A team from Duke University has developed a method to process quantitative phase microscopy (QPM) data in real time using an embedded graphics processing unit (GPU) system. The study explores a low-cost, portable approach to high-throughput holographic cytometry, which may enhance laboratory analysis of red blood cells and other cell populations.
QPM is a label-free imaging technique that measures the phase delay of light passing through transparent biological samples, allowing quantitative analysis of cell morphology. In recent years, holographic cytometry – an implementation of QPM – has been developed to capture tens of thousands of cells in a single session. However, transforming raw interferograms into usable images requires computationally intensive processing, often taking hours on standard computer systems.

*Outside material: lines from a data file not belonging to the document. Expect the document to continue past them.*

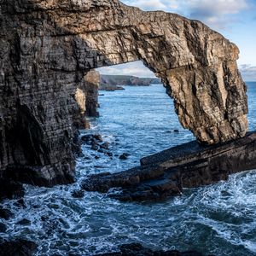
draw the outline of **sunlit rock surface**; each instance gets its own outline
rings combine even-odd
[[[86,95],[93,68],[137,60],[162,79],[201,143],[247,131],[239,50],[200,21],[117,0],[2,0],[0,12],[2,172],[40,185],[72,182],[78,88]]]

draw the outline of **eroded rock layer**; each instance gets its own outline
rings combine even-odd
[[[90,109],[84,76],[137,60],[162,79],[180,122],[200,142],[243,137],[238,53],[199,21],[117,0],[2,0],[0,170],[29,170],[47,185],[71,182],[73,121]]]
[[[226,180],[230,174],[256,167],[256,131],[218,145],[190,142],[143,158],[141,166],[113,174],[91,175],[81,184],[87,191],[108,193],[123,201],[163,200]]]

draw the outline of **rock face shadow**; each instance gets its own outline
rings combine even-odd
[[[74,134],[84,113],[96,115],[90,71],[137,60],[162,79],[199,142],[246,134],[239,50],[200,21],[117,0],[3,0],[0,12],[2,176],[46,186],[72,182]]]

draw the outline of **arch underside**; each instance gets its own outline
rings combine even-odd
[[[137,60],[162,79],[181,124],[199,142],[224,143],[246,134],[239,50],[201,22],[143,12],[117,0],[0,5],[1,170],[41,166],[46,178],[70,180],[73,122],[83,118],[78,88],[90,98],[90,84],[96,84],[86,79],[90,70]],[[26,129],[29,125],[33,130]]]

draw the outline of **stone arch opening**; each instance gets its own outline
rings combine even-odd
[[[81,113],[77,89],[86,87],[84,76],[92,69],[138,60],[162,79],[181,124],[198,141],[218,143],[245,135],[239,50],[201,22],[118,0],[3,0],[0,7],[1,173],[10,166],[32,166],[49,180],[47,185],[73,176],[73,123]],[[21,119],[29,117],[40,129],[32,137],[22,130],[31,146],[40,134],[40,155],[14,157],[18,105],[26,109]],[[26,150],[26,142],[18,144]]]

To address this limitation, the researchers implemented a real-time data-processing pipeline using the NVIDIA Jetson Orin Nano, a compact system-on-module that supports parallel GPU computation. The team’s pipeline processes interferogram data, applies phase unwrapping, and performs digital refocusing, segmentation, and analysis of individual cells.

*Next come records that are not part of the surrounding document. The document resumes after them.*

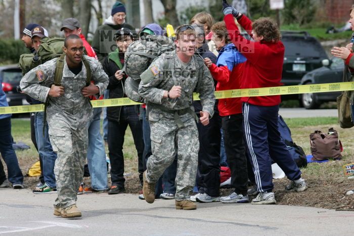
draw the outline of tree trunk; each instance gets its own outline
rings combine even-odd
[[[74,17],[74,1],[61,0],[62,19]]]
[[[81,33],[87,38],[90,21],[91,19],[91,1],[81,0],[79,4],[80,12],[78,20],[81,24]]]
[[[26,27],[26,3],[25,0],[20,0],[20,30],[21,34]]]
[[[125,22],[135,28],[140,28],[140,5],[139,0],[125,3],[126,18]]]
[[[176,12],[176,0],[161,0],[163,7],[165,8],[165,16],[168,23],[174,27],[180,25]]]
[[[95,13],[96,15],[96,19],[97,19],[97,21],[98,21],[98,25],[102,25],[103,23],[103,16],[102,16],[102,4],[101,0],[97,0],[97,4],[98,5],[98,9],[96,9],[95,6],[91,5],[91,7],[94,11],[95,11]]]
[[[154,22],[151,0],[144,0],[144,15],[145,17],[144,19],[144,25]]]

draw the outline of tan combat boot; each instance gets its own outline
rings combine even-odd
[[[146,180],[147,171],[143,173],[143,195],[145,198],[145,201],[148,203],[153,203],[155,201],[155,183],[149,183]]]
[[[54,213],[53,214],[56,216],[61,216],[62,214],[60,212],[62,210],[63,208],[61,207],[54,207]]]
[[[197,205],[190,200],[175,201],[176,209],[178,210],[195,210]]]
[[[60,214],[63,218],[81,217],[81,211],[75,204],[63,209],[60,211]]]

The group’s holographic cytometry system used a pulsed diode laser and a microfluidic channel to record red blood cell samples. Each frame captured by a high-speed line-scan camera was processed through a CUDA-based algorithm to generate phase images and extract morphological parameters such as area, optical volume, and circularity. The real-time algorithm was able to refocus cells digitally, correcting for optical defocus without manual adjustment. In tests, the system processed up to 1200 cells per second and analyzed 107,631 red blood cells. Structural similarity between real-time and traditional refocusing methods reached 0.996, indicating nearly identical image quality.
According to benchmarking results presented in the study, total frame processing time was approximately 3.3 milliseconds, consistent across varying cell densities. The GPU-based system’s processing performance was comparable to desktop-based methods reported in earlier research, while consuming less power and space. The researchers note that the platform’s portability and cost – around $249 for the Jetson Orin Nano – make it suitable for field or point-of-care adaptation. They also suggest that future integration with machine learning algorithms could enable automated classification of red blood cells and rapid screening for hematologic disorders such as sickle cell disease.
The study demonstrates the feasibility of embedding real-time QPM data processing within a compact GPU-based system. By accelerating the analysis of large cell populations, the method could streamline cytometric workflows and improve access to label-free cellular imaging for diagnostic applications.